Acknowledgments
This blog post is based on the MODNet project developed by ZHKKKe, which provides a lightweight and efficient solution for image background removal. For more information and to access the source code, visit the official MODNet GitHub repository.
Let’s Start
Removing image backgrounds has become essential in today’s digital landscape, from e-commerce product displays to social media graphics. While numerous tools are available, achieving high precision programmatically can be a challenge. In this guide, we’ll walk you through creating an image background remover using MODNet, a cutting-edge deep learning model designed specifically for human matting tasks.

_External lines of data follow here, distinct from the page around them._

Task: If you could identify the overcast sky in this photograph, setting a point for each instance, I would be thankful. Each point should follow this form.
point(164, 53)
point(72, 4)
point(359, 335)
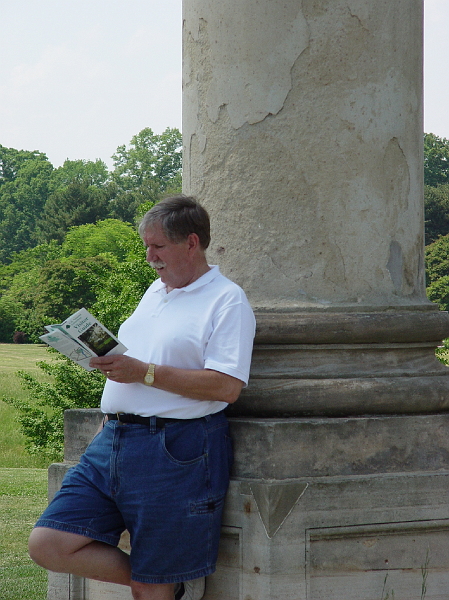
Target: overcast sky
point(80, 77)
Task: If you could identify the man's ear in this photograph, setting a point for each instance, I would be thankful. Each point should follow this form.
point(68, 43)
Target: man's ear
point(193, 241)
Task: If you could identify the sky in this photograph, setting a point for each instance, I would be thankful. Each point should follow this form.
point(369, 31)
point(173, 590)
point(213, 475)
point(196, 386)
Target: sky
point(78, 78)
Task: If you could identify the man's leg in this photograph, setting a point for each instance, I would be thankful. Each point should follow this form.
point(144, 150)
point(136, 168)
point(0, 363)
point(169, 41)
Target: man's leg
point(64, 552)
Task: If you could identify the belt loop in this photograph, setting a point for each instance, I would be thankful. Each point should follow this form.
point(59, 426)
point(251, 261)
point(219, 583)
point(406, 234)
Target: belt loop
point(153, 424)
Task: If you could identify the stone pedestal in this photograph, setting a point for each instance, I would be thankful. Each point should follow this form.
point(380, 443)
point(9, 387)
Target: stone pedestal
point(303, 138)
point(318, 509)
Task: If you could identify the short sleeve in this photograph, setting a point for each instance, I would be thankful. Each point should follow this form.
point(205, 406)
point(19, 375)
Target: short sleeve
point(230, 344)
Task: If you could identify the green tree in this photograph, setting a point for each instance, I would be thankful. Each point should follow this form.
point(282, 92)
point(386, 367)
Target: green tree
point(24, 181)
point(85, 172)
point(437, 259)
point(436, 160)
point(76, 204)
point(51, 293)
point(119, 295)
point(145, 170)
point(436, 209)
point(108, 236)
point(42, 418)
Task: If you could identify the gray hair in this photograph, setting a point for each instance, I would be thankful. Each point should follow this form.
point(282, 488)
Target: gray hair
point(179, 216)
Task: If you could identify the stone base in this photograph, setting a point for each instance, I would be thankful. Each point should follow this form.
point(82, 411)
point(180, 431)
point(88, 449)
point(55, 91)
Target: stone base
point(360, 507)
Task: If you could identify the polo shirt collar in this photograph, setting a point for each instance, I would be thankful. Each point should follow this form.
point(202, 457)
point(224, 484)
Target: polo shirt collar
point(209, 276)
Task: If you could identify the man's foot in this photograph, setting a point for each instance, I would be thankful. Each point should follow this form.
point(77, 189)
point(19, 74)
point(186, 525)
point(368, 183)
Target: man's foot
point(190, 590)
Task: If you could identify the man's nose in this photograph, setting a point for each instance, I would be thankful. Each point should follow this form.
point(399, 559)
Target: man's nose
point(150, 255)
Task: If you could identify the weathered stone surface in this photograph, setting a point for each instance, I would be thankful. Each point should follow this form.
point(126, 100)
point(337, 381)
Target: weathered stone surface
point(305, 145)
point(80, 426)
point(293, 448)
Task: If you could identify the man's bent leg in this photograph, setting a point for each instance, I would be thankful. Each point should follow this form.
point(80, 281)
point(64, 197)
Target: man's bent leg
point(152, 591)
point(64, 552)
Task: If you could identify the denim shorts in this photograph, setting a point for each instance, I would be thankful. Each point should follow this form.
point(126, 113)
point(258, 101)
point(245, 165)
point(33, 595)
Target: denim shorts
point(166, 486)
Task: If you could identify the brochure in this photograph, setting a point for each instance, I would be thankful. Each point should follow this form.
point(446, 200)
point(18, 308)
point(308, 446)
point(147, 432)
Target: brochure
point(81, 337)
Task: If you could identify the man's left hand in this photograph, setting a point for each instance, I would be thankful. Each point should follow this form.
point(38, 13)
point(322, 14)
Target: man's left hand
point(120, 368)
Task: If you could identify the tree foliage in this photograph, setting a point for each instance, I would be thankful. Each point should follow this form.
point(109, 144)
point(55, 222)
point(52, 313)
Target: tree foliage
point(436, 160)
point(42, 417)
point(67, 240)
point(436, 208)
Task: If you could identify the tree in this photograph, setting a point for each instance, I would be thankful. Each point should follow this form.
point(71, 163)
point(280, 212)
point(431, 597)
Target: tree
point(436, 160)
point(42, 418)
point(119, 295)
point(76, 204)
point(24, 182)
point(144, 171)
point(108, 236)
point(436, 209)
point(81, 171)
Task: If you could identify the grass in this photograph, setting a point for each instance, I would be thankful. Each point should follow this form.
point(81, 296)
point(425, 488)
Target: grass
point(23, 496)
point(14, 357)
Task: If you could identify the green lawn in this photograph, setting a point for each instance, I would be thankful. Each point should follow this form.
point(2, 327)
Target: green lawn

MODNet, developed by ZHKKKe, excels at extracting people from images while retaining intricate details like hair and edges. Whether you’re a developer looking to implement background removal in your projects or just curious about MODNet, this tutorial will walk you through the steps.
What Is MODNet?
MODNet (Mobile-Optimized Dynamic Network for Human Matting) is a lightweight, real-time, end-to-end neural network that specializes in portrait matting. It helps in separating a person (or subject) from the background, making it perfect for background removal tasks. Unlike traditional methods, MODNet delivers high precision and is optimized to run on mobile devices.
You can find the official GitHub repository for MODNet here: MODNet GitHub.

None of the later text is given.